The commercial side was even more hyperactive: Shopping. More shopping. Gift exchanges. Baking. Even more shopping. Visits to relatives you haven't cared enough about to visit since last year. Yet even more shopping & baking for their impending visit to your house. If I'd known then what a Myers-Briggs profile was I would've immediately understood what the holidays do to an overstimulated INTJ.
The reductio ad absurdum came when I reported to my Pearl Harbor submarine to find that I had "just missed" the holiday decoration competition. There were over a dozen submarines inport that year, all of them festooned with testosterone-drenched blinking lights and imaginative uses of raised periscopes. It's a good thing they were on shore power because Naval Reactors would have had to significantly adjust their overhaul budget for the nuclear fuel consumption.

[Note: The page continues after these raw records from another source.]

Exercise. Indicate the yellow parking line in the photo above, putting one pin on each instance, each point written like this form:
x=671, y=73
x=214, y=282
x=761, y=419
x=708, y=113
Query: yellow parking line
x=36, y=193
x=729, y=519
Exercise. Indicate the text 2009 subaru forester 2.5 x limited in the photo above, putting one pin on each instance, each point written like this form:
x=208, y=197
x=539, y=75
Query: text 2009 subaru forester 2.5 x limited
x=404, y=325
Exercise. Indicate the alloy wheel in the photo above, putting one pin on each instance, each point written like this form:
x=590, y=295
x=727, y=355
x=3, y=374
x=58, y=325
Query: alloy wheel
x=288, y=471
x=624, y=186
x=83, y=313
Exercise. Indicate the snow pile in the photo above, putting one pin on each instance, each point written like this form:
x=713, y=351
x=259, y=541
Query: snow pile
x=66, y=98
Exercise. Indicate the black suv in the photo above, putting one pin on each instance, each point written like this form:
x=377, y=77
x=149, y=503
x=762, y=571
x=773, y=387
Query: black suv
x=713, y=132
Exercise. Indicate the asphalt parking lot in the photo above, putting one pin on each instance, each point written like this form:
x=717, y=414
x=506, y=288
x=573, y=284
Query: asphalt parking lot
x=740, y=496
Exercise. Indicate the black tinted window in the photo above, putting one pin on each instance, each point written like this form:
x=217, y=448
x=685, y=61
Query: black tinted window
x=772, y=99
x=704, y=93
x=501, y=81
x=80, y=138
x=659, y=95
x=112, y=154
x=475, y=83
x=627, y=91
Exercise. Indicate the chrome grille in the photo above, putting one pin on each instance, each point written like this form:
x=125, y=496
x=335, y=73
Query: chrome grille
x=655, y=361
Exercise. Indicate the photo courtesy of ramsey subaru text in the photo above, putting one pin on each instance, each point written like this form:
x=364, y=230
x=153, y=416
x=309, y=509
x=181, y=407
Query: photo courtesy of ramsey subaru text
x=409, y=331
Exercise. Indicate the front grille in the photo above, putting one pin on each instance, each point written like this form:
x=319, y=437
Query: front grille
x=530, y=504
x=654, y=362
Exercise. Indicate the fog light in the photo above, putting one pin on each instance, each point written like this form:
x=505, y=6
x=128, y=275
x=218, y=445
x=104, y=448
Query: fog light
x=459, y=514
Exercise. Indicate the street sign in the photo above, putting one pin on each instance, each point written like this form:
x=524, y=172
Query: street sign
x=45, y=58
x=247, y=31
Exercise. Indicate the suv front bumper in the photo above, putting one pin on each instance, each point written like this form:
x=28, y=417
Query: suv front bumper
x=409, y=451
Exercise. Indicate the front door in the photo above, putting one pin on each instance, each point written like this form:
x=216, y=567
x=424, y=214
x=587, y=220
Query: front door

Our XO was seriously ticked off that a rival sub had won the competition "AGAIN!!". Later I learned that the rival's crew had spent the previous weekend working overtime to get the decorations in place. I can only imagine how they felt as they went back home that evening to decorate their family trees.
So in a hyper-reaction to those years of enforced corporate worship, crazed spending, and monuments to excess, our lighting budget has stayed below $50 (total) over the last 20 years. That bought an artificial tree (garage sale) with lights, tinsel, and colored glass balls. Ornaments have been provided by family gifts and kid's crafts.
Don't get me wrong-- I'm not a Scrooge and I enjoy a good gathering just about any time. But I don't see the need for going overboard on the religion & commercialism as if to make up for an entire year's worth of neglect to both categories.
One of my happiest holiday memories is taking the boards to Barbers Beach last Christmas for our kid to test out her new paddling gloves. There were dozens of families on the waves, all enjoying their presents and the time with each other. I never found that Christmas spirit in the churches or the shopping malls!